Cutting edge

August 10, 2001

The hip but scarcely respectable art of tattooing deserves to be written up not written off, argues Nicholas Thomas

Tattooing has been practised in many parts of the world at many times, and today is increasingly fashionable, if still scarcely respectable. Yet this globally significant form of body art is strangely underresearched: there are old anthropological monographs documenting particular indigenous tattoo traditions, and many recent picture books directed at enthusiasts but very few academic studies. The most distinguished exception is Wrapping in Images, a searching and provocative discussion of Polynesian tattooing by the late, brilliant anthropologist Alfred Gell . But the connections between Oceanic tattoos and those that you and I probably see every day were only touched upon in passing in his book.

The links between Pacific and western tattooing are, however, of fundamental importance. Though at various times Europeans have pierced and stained their skins, the stimulus for modern practices was the encounter between Captain Cook's seamen and the people of Tahiti.

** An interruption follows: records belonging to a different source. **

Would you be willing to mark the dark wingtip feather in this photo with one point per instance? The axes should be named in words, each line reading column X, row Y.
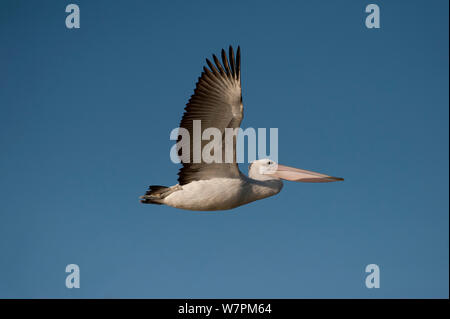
column 232, row 63
column 238, row 62
column 225, row 63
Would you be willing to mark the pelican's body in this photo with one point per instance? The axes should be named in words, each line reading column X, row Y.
column 220, row 185
column 221, row 193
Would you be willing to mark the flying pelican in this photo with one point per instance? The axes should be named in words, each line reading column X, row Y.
column 217, row 102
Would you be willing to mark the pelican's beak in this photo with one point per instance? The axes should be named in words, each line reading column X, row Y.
column 301, row 175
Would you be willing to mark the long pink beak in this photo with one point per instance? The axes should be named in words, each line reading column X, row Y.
column 301, row 175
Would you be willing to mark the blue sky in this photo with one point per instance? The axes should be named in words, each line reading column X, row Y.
column 85, row 118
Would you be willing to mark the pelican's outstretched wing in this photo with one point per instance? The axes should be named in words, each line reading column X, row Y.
column 216, row 102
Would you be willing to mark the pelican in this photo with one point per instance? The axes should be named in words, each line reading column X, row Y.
column 217, row 102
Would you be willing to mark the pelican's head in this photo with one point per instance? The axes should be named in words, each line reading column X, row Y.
column 266, row 169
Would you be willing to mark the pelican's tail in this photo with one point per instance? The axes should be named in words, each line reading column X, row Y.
column 157, row 193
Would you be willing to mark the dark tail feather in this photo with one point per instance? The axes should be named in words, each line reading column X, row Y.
column 154, row 195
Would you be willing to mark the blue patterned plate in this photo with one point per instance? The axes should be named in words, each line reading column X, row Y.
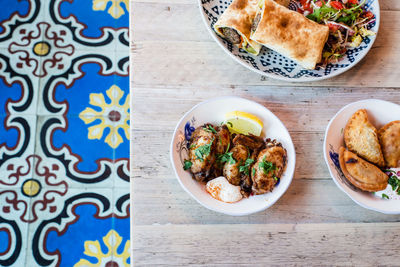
column 274, row 65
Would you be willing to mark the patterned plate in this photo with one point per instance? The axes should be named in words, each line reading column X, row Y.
column 274, row 65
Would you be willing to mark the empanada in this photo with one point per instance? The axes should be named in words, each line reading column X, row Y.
column 361, row 137
column 361, row 173
column 389, row 136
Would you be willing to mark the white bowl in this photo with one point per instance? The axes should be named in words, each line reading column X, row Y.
column 380, row 113
column 213, row 111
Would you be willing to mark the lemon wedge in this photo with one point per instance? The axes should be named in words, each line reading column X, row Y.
column 243, row 122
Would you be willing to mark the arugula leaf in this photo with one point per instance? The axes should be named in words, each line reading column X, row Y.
column 203, row 151
column 187, row 164
column 266, row 166
column 246, row 167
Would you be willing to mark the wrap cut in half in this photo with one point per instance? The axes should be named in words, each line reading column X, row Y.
column 234, row 25
column 289, row 33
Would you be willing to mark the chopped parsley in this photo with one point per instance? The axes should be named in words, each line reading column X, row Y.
column 187, row 164
column 226, row 157
column 203, row 151
column 266, row 166
column 394, row 181
column 246, row 167
column 210, row 129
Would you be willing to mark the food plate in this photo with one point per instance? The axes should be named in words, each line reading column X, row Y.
column 213, row 111
column 274, row 65
column 380, row 113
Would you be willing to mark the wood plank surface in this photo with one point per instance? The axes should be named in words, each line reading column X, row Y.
column 268, row 245
column 175, row 64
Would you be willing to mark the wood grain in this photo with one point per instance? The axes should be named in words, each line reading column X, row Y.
column 175, row 64
column 267, row 245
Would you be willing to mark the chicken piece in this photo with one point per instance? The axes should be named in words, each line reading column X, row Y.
column 245, row 180
column 269, row 167
column 251, row 141
column 202, row 152
column 222, row 144
column 231, row 170
column 223, row 138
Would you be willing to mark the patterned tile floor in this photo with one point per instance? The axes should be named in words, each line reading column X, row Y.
column 64, row 111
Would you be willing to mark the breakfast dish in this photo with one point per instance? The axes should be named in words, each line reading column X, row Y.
column 235, row 24
column 319, row 32
column 348, row 42
column 361, row 137
column 290, row 33
column 248, row 163
column 368, row 184
column 236, row 132
column 360, row 163
column 361, row 173
column 389, row 137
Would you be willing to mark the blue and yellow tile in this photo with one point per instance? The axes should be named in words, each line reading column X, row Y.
column 64, row 129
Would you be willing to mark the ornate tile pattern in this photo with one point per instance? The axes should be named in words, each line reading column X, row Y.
column 64, row 106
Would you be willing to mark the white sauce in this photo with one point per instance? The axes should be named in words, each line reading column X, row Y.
column 220, row 189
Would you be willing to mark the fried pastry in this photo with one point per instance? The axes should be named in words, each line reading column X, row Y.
column 361, row 137
column 389, row 137
column 361, row 173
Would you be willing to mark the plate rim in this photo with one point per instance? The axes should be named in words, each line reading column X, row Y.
column 291, row 175
column 327, row 160
column 294, row 80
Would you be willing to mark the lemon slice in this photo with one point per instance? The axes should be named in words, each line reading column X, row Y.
column 243, row 122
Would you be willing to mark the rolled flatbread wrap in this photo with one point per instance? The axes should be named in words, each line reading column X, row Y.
column 289, row 33
column 235, row 23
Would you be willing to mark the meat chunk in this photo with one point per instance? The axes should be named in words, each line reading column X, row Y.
column 269, row 167
column 202, row 152
column 231, row 170
column 251, row 141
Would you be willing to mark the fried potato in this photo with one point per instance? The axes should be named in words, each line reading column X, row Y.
column 361, row 137
column 389, row 137
column 361, row 173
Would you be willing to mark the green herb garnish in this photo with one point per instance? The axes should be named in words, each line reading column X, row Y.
column 210, row 129
column 246, row 167
column 226, row 157
column 266, row 166
column 203, row 151
column 187, row 164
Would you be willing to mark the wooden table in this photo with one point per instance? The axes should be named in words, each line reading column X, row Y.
column 175, row 65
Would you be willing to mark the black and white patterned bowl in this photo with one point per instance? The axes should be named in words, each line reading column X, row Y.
column 273, row 64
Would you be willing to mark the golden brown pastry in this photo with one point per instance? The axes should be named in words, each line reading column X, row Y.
column 235, row 23
column 361, row 137
column 389, row 137
column 361, row 173
column 289, row 33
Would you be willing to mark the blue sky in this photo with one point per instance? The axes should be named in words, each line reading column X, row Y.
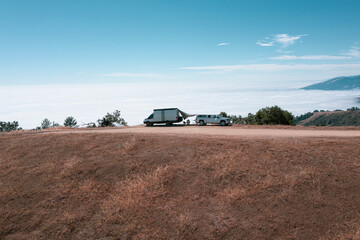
column 66, row 42
column 85, row 58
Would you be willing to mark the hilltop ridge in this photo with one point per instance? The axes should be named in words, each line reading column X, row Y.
column 338, row 83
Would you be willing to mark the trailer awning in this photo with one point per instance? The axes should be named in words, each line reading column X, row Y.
column 186, row 115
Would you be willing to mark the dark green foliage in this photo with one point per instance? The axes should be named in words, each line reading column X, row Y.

Tattooing was one of many Polynesian customs that struck mariners as curious and remarkable, and it was one that many chose to emulate.

Tattooing spread rapidly among mariners, to such an extent that it was widespread by the early 19th century. By then, tattooing was practised in port towns on both sides of the Atlantic and it gradually became a hallmark of the urban underclasses, notoriously criminals and prostitutes.

This early history - when tattooing moved out of Oceania to enter a global maritime culture - has never been systematically studied. The reasons for doing so now go beyond filling in the gaps in the historical record: tattooing provides insights into the most challenging questions about body and self, about art and meaning, and about cross-cultural exchange.

To what extent does selfhood inhere in the skin rather than the mind, and what are the motivations and effects of its deliberate and permanent modification? If art has, in the European intellectual tradition, generally been seen as a bearer of meaning, and tattoos are commonly described as kinds of "writing" on the body, is a theory that emphasises language-like significance adequate to the physical experience that is so essential to this body art form? And, what does it mean when tattoos are transposed from indigenous to European contexts? Do they carry any of their cultural significances with them? Or are these values lost in the "translation"?

These questions have assumed new significance over the past 20 years. The "tattoo renaissance", said to date from the 1980s, was marked by renewed interest in Oceanic tattoo traditions. As a result, American and European tattoo enthusiasts travelled to Tahiti, New Zealand, Hawaii and Samoa. They made contact, most notably, with Samoan tattooists, who alone had sustained their practice through the centuries of repression by European missionaries and colonial officials. These tattooists began travelling to tattoo conventions in Europe and North America to reveal their technical wisdom and to inflict the extraordinarily painful but visually spectacular traditional thigh and body tattoos on willing white victims.

The contemporary body art scene could not be more different from 18th and 19th-century maritime milieux, but these new adoptions of Polynesian tattoos raise some of the same questions as their forebears. How do the values and effects of body arts change as they are transported from one culture to another? How do these body arts work?

Tattooing is, moreover, appealing as a research topic because it draws disciplines and activities into stimulating dialogue. There is nothing new about interdisciplinary research, and nothing particularly notable in a project that draws together historians, art historians and anthropologists. More unusually, however, the project on tattooing and cultural exchange that has recently been granted funding by the Arts and Humanities Research Board involves collaboration with a distinguished documentary photographer, several museum curators and a number of renowned tattoo artists. The outcomes of the project - based at Goldsmiths College, London, from September - will include not only the usual academic publications, but also exhibitions and workshops involving scholars, artists and tattooists. Anthropology is more than detached academic analysis, it is engaged in public dialogue with all the opportunities and risks that that brings.

Nicholas Thomas is professor of anthropology at Goldsmiths College, University of London.